I love double features. Two movies back-to-back on the big screen for which you pay one ticket price. Man. That's a great idea. I particularly like double features at the Castro Theatre because they have all the excellent qualities of double features everywhere [see above] and they are also at the Castro Theatre, my favorite place in San Francisco. However, things seem to have gone awry over there this month because one element of double features is that they ought to have some thematic link. Or actor link. Or director link. Or some damn link other than "they are both about couples." This week, Funny Face is playing (yay!) in a double bill with Love Streams (boo!). I was not previously familiar with Love Streams, but I watched the trailer and wanted to kill myself after about 70 seconds.

Here are some questions for you, Love Streams:
1. Do you have Audrey Hepburn? (no)
2. Do you make me wish to be kissed in a charming bookstore? (no) [To be fair I pretty much always want to be kissed in a charming bookstore, regardless of the movie I'm watching, so maybe I'll give you a pass on that one. Maybe.]
3. Do you make me want to glide down a marble staircase in Paris holding a chiffon scarf over my head and saying, "I don't want to stop.

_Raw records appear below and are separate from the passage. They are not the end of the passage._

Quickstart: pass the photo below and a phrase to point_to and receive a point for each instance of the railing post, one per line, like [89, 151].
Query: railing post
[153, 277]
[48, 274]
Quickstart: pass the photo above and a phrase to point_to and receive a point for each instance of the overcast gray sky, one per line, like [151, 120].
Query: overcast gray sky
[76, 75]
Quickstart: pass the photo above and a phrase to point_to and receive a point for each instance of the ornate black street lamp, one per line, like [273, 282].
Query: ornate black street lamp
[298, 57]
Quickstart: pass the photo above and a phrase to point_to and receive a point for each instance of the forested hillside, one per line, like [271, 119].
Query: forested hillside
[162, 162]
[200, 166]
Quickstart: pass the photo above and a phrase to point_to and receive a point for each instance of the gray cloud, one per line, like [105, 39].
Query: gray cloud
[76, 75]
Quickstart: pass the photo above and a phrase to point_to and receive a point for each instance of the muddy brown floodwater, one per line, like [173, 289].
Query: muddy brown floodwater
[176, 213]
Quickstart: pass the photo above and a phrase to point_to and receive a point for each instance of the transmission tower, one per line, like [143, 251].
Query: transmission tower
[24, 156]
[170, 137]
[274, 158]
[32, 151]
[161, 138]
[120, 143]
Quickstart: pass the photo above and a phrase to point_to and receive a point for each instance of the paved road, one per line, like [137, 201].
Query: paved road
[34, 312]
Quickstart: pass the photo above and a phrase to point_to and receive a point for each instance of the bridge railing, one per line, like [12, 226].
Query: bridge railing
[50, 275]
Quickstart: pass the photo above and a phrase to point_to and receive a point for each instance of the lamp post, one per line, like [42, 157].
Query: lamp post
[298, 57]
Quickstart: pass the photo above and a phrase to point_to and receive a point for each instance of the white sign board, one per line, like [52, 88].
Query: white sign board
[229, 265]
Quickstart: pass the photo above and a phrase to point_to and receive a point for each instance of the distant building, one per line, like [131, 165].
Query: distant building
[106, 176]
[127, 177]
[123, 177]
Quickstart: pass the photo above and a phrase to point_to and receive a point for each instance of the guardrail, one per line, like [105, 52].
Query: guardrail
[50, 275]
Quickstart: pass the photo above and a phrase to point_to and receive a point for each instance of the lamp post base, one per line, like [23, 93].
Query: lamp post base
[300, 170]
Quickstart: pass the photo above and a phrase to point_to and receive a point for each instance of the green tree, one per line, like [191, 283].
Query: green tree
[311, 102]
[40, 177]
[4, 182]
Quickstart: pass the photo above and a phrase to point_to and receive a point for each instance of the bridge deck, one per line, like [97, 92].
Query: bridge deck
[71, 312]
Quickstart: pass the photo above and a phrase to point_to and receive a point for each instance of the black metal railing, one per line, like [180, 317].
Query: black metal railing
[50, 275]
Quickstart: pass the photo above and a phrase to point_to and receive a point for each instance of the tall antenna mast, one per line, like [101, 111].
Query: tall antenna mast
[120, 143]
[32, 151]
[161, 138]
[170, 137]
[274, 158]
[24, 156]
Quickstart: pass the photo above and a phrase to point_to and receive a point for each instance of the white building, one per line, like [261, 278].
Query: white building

Take the picture!"? (no)
4. Does Fred Astaire ask for forgiveness by way of a dance in a Parisian courtyard? (no)
5. Do you make me wish to own at least 80% of the clothes worn by female characters? (Don't be ridiculous. You were made in 1984)
6. Just to be sure...no Audrey Hepburn? (still no)
7. Are you depressing beyond imagining? (apparently)

Right. So who the hell programmed you with Funny Face and ruined my Thursday evening?

Now, in the spirit of things that have nothing to do with other things: an anecdote.

This weekend I organized a meeting of some students at a student's house. The student's dog, Cinnamon, was terribly excited to have eight people in her living room, dropping snacks. She became a bit too, um, present for me at one point and I asked the student if he could rein her in. "Cinnamon!" he said, loudly and sharply. Then he looked at me and said, "Um, she's not actually trained." I laughed for about ten minutes.

Are you a dog owner who likes to entertain? Is your dog sticking her nose in your guests' laps with too much gusto? Feel free to say your dog's name with a great deal of authority. You never know, maybe something useful will happen. Perhaps she's trained herself while you were at work one day. Always worth a try.